En juillet, un rapport de l’association littéraire à but non lucratif STYLO L’Amérique a déclaré que l’IA générative menace la liberté d’expression en intensifiant la diffusion de la désinformation et les abus en ligne. Il existe également un risque que les gens perdent confiance dans la langue elle-même, et donc les uns dans les autres, souligne le rapport. Ces dangers s’étendent désormais au-delà de la parole écrite. OpenAI a dévoilé un moteur, DALL-E 2, qui transforme le texte en images artificielles ; quelques mois plus tard, Stability AI a publié un outil similaire, Stable Diffusion. Selon le Center for Artistic Inquiry and Reporting, l’art généré par l’IA est vampirique, se régale des générations passées d’œuvres d’art et constitue sans doute le plus grand braquage d’art de l’histoire. Aussi amusant et magique que soit de créer de l’art de cette manière, en particulier pour ceux d’entre nous qui ont des difficultés artistiques, les scènes photoréalistes d’événements qui ne se sont pas produits constituent également une menace pour la vérité. N’importe qui peut inciter un agent d’IA à produire l’image d’un homme remplissant une urne ou d’une confrontation entre manifestants et policiers. (Je sais, parce que je l’ai fait et les résultats étaient quelque peu réalistes.)

Bien que des efforts soient en cours pour filigraner les images générées par l’IA, les chercheurs n’ont pas réussi jusqu’à présent à développer un système de filigrane qui ne puisse être compromis par des outils largement disponibles ; ils ont également pu ajouter de faux filigranes à de vraies images. OpenAI permet toujours aux utilisateurs de supprimer les filigranes à volonté.

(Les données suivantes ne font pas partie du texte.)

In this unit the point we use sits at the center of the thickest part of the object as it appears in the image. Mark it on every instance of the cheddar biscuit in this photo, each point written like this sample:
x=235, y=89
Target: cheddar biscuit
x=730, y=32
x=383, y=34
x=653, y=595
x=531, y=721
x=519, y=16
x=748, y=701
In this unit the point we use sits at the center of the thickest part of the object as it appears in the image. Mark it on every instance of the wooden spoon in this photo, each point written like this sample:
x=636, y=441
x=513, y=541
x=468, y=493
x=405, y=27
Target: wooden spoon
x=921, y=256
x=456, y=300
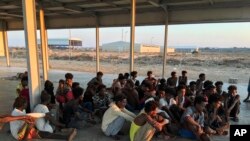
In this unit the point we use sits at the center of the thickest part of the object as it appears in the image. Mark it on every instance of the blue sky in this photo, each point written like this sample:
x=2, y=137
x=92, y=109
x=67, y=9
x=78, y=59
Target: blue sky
x=196, y=35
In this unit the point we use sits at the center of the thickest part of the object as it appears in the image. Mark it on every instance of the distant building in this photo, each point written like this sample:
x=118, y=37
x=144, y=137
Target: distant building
x=122, y=46
x=64, y=43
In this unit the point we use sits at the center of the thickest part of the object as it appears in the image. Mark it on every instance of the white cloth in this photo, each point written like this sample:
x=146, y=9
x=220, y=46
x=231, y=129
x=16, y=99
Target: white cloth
x=114, y=112
x=41, y=123
x=163, y=102
x=16, y=125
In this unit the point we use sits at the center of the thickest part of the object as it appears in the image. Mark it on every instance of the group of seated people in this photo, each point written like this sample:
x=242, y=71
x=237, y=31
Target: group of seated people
x=154, y=107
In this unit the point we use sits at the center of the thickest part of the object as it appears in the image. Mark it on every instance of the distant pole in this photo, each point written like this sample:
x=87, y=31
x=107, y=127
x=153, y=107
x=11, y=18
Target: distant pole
x=132, y=34
x=165, y=46
x=97, y=49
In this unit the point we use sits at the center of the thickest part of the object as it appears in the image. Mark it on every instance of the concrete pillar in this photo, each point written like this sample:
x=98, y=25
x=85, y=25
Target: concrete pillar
x=30, y=27
x=165, y=46
x=4, y=42
x=132, y=34
x=43, y=44
x=97, y=50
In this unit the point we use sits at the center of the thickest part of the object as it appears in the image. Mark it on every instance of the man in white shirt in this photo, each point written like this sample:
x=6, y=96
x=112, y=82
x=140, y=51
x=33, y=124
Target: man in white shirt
x=115, y=116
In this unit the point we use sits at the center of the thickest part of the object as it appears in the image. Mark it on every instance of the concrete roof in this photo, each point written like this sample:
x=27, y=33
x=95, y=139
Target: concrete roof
x=110, y=13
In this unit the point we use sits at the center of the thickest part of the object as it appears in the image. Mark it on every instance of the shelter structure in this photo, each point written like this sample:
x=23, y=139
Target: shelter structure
x=58, y=14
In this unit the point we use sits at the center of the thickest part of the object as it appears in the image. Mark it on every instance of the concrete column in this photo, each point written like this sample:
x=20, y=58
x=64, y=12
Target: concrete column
x=97, y=50
x=4, y=42
x=132, y=34
x=30, y=27
x=43, y=44
x=165, y=46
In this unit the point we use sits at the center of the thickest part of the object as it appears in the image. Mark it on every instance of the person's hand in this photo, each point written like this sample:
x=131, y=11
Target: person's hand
x=29, y=119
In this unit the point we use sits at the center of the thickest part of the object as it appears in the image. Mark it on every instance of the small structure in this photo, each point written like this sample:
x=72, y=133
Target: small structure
x=122, y=46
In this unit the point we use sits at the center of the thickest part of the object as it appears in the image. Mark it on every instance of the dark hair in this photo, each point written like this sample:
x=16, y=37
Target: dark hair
x=183, y=72
x=69, y=76
x=48, y=84
x=45, y=97
x=214, y=98
x=199, y=100
x=173, y=73
x=149, y=72
x=99, y=73
x=192, y=83
x=207, y=83
x=201, y=75
x=77, y=92
x=150, y=106
x=75, y=84
x=232, y=87
x=218, y=83
x=133, y=73
x=19, y=102
x=119, y=97
x=61, y=81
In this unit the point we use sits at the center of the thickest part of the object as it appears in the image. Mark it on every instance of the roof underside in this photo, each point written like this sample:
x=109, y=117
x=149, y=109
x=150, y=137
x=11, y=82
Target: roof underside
x=110, y=13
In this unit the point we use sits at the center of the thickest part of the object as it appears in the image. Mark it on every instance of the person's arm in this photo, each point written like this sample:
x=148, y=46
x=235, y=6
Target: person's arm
x=8, y=118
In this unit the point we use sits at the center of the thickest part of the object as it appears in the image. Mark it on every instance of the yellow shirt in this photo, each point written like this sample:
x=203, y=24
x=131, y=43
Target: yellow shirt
x=133, y=129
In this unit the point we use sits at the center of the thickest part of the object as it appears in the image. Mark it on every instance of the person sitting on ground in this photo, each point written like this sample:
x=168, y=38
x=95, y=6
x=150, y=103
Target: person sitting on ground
x=199, y=83
x=192, y=121
x=115, y=116
x=248, y=90
x=216, y=119
x=71, y=113
x=183, y=78
x=144, y=125
x=133, y=75
x=173, y=79
x=49, y=88
x=233, y=103
x=25, y=93
x=43, y=124
x=97, y=79
x=132, y=96
x=26, y=131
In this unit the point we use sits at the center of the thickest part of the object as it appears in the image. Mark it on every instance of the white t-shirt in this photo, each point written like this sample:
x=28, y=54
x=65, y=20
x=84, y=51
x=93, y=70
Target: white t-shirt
x=163, y=102
x=16, y=125
x=41, y=123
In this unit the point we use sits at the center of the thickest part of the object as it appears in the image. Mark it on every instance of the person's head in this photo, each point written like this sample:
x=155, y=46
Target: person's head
x=120, y=100
x=151, y=108
x=162, y=93
x=122, y=79
x=199, y=103
x=130, y=84
x=232, y=89
x=48, y=86
x=45, y=98
x=202, y=76
x=20, y=103
x=173, y=74
x=24, y=81
x=181, y=90
x=101, y=90
x=184, y=73
x=215, y=100
x=99, y=75
x=210, y=89
x=126, y=75
x=75, y=84
x=78, y=93
x=133, y=74
x=192, y=85
x=150, y=74
x=69, y=78
x=219, y=85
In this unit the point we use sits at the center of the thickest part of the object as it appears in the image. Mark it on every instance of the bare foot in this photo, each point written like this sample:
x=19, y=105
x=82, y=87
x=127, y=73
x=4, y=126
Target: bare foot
x=72, y=135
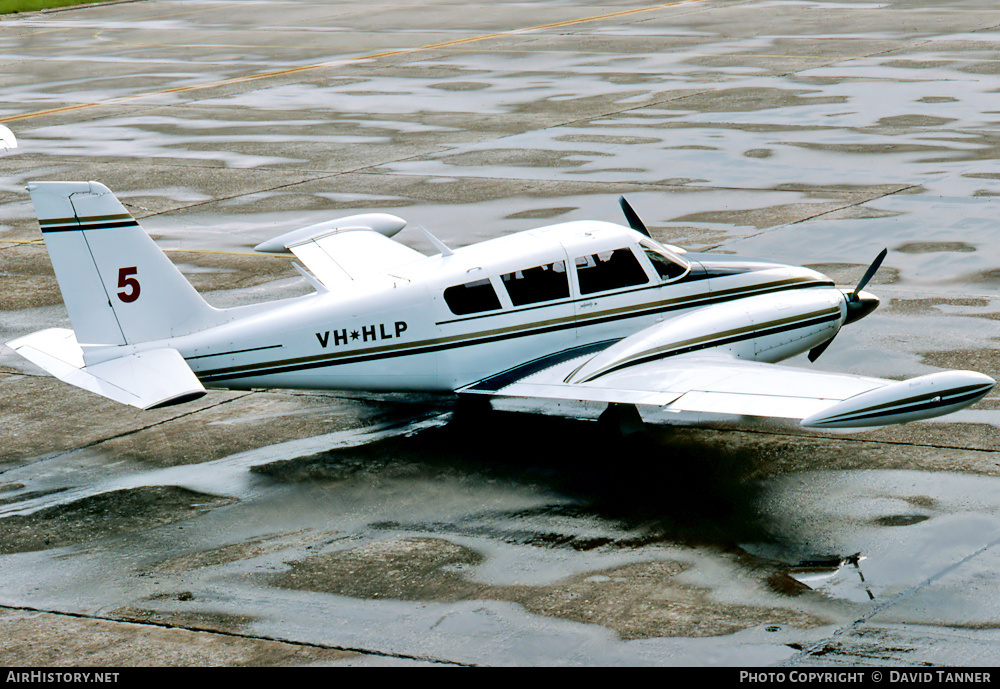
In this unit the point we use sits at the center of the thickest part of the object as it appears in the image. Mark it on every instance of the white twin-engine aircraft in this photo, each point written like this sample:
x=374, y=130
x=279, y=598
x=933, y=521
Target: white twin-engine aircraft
x=586, y=311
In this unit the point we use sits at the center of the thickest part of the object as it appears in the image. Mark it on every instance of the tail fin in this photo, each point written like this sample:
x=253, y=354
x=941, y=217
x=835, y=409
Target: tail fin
x=118, y=286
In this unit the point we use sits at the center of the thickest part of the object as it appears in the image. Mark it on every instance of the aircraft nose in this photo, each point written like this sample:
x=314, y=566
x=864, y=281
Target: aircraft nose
x=860, y=306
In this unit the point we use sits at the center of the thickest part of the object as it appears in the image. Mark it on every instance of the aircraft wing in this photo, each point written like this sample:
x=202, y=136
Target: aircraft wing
x=721, y=385
x=347, y=256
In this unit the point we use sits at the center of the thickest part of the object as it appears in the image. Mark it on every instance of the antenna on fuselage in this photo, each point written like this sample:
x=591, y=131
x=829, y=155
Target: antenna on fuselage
x=633, y=218
x=438, y=244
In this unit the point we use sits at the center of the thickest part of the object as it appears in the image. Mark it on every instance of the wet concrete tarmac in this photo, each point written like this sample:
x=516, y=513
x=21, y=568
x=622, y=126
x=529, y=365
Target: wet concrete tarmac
x=302, y=528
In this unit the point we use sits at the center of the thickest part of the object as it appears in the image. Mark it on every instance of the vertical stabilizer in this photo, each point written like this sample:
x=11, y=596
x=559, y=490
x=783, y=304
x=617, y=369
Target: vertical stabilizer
x=118, y=286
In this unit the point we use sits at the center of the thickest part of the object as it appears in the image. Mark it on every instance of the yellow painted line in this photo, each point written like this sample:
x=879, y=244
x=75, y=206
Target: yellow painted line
x=373, y=56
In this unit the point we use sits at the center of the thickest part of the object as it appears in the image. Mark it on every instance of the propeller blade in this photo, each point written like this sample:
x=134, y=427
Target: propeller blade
x=633, y=218
x=816, y=351
x=869, y=274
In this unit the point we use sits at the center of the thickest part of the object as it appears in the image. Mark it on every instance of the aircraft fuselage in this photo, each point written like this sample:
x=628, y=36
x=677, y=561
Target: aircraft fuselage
x=515, y=304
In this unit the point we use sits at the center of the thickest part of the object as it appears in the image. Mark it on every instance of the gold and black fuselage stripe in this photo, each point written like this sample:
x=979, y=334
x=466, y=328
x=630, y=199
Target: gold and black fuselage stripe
x=94, y=222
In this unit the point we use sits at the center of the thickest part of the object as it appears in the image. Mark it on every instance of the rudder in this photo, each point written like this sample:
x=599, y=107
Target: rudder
x=118, y=286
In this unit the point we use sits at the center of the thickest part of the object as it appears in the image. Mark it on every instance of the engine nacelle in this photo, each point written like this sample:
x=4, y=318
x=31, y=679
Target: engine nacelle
x=768, y=327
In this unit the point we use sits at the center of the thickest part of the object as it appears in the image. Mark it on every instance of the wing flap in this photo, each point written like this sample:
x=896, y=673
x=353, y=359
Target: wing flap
x=147, y=379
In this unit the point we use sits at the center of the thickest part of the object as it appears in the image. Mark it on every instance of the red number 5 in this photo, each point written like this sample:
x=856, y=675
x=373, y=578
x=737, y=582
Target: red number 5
x=128, y=282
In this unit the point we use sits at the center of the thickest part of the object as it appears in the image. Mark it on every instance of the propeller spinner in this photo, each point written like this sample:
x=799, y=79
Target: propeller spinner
x=859, y=304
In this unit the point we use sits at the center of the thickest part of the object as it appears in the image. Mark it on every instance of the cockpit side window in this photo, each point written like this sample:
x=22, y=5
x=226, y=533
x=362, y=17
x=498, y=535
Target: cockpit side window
x=609, y=270
x=666, y=267
x=541, y=283
x=472, y=297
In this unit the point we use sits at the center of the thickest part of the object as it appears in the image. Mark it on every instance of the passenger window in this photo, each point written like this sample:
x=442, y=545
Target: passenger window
x=666, y=268
x=542, y=283
x=609, y=270
x=472, y=297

En mars, plus d’un millier de technologues, dont Elon Musk et Steve Wozniak, co-fondateur d’Apple, ont signé une lettre appelant les sociétés d’IA à suspendre pendant six mois leurs travaux sur leurs technologies les plus avancées, afin de laisser la place à une sorte de réglementation. . On y lisait notamment :

Devrait laissons-nous les machines inonder nos canaux d’information de propagande et de mensonges ?Devrait automatisons-nous tous les travaux, y compris les plus satisfaisants ? DevraitDéveloppons-nous des esprits non humains qui pourraient éventuellement être plus nombreux, plus intelligents, obsolètes et nous remplacer ?
Devrait risquons-nous de perdre le contrôle de notre civilisation ? De telles décisions ne doivent pas être déléguées à des dirigeants technologiques non élus.

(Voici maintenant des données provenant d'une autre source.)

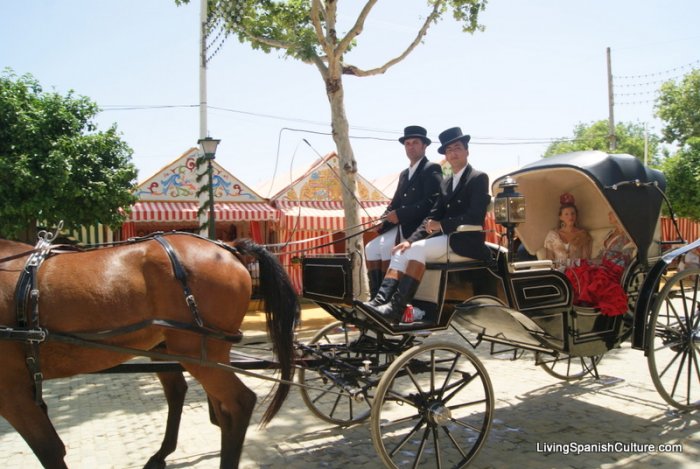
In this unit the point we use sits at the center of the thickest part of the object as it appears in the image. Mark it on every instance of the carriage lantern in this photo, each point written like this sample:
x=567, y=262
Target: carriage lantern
x=209, y=149
x=509, y=208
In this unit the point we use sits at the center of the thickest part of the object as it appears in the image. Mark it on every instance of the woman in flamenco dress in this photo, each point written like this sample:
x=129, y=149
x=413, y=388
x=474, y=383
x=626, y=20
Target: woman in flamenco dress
x=596, y=281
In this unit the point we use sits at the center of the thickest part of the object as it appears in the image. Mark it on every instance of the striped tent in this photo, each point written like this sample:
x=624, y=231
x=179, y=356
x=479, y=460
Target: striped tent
x=153, y=211
x=168, y=200
x=312, y=214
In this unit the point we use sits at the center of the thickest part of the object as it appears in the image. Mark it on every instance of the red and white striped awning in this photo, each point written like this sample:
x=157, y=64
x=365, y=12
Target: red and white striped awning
x=151, y=211
x=323, y=215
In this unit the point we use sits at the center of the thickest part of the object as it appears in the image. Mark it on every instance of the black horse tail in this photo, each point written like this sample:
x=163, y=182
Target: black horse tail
x=281, y=308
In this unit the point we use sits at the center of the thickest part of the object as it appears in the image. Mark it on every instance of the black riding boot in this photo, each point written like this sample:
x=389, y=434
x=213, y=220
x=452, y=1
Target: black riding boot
x=386, y=289
x=375, y=280
x=405, y=291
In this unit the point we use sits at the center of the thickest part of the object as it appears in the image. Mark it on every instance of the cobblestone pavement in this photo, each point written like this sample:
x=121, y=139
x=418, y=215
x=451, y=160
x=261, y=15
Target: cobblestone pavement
x=116, y=421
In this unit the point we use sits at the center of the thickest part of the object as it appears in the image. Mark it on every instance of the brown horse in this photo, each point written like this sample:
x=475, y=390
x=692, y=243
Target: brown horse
x=112, y=288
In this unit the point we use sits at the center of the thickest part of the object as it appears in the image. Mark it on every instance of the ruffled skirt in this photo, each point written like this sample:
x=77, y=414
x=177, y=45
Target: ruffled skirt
x=598, y=286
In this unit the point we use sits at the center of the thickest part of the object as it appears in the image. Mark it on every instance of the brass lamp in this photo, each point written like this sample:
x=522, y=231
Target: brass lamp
x=509, y=209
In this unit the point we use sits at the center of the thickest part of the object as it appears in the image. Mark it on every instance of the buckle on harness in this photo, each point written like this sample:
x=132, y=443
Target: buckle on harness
x=192, y=303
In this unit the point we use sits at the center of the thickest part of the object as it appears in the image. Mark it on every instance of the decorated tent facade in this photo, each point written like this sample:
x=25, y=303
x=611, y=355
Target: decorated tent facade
x=312, y=214
x=168, y=201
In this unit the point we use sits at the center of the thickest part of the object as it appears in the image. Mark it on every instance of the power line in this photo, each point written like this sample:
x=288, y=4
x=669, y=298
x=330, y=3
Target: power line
x=669, y=71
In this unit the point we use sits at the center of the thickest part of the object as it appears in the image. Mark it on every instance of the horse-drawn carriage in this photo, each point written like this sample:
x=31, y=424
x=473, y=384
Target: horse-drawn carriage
x=429, y=400
x=427, y=396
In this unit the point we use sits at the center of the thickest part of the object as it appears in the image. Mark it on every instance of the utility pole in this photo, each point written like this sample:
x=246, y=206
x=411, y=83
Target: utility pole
x=204, y=174
x=611, y=106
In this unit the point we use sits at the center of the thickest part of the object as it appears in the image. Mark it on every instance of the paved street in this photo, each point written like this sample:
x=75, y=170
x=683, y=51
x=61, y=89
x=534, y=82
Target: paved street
x=116, y=421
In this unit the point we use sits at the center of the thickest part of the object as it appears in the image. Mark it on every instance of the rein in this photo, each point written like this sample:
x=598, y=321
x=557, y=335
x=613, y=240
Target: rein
x=330, y=243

Il ne s’agissait pas là de préoccupations théoriques. Par exemple, une équipe de recherche d’IBM n’a eu besoin que de cinq minutes pour inciter ChatGPT à rédiger des e-mails de phishing très convaincants. D’autres chercheurs ont utilisé l’IA générative pour écrire des logiciels malveillants capables de contourner les protocoles de sécurité, ce qui en fait une ressource potentielle pour les cybercriminels. Goldman Sachs estime que l’IA pourrait bientôt remplacer trois cents millions d’emplois à temps plein.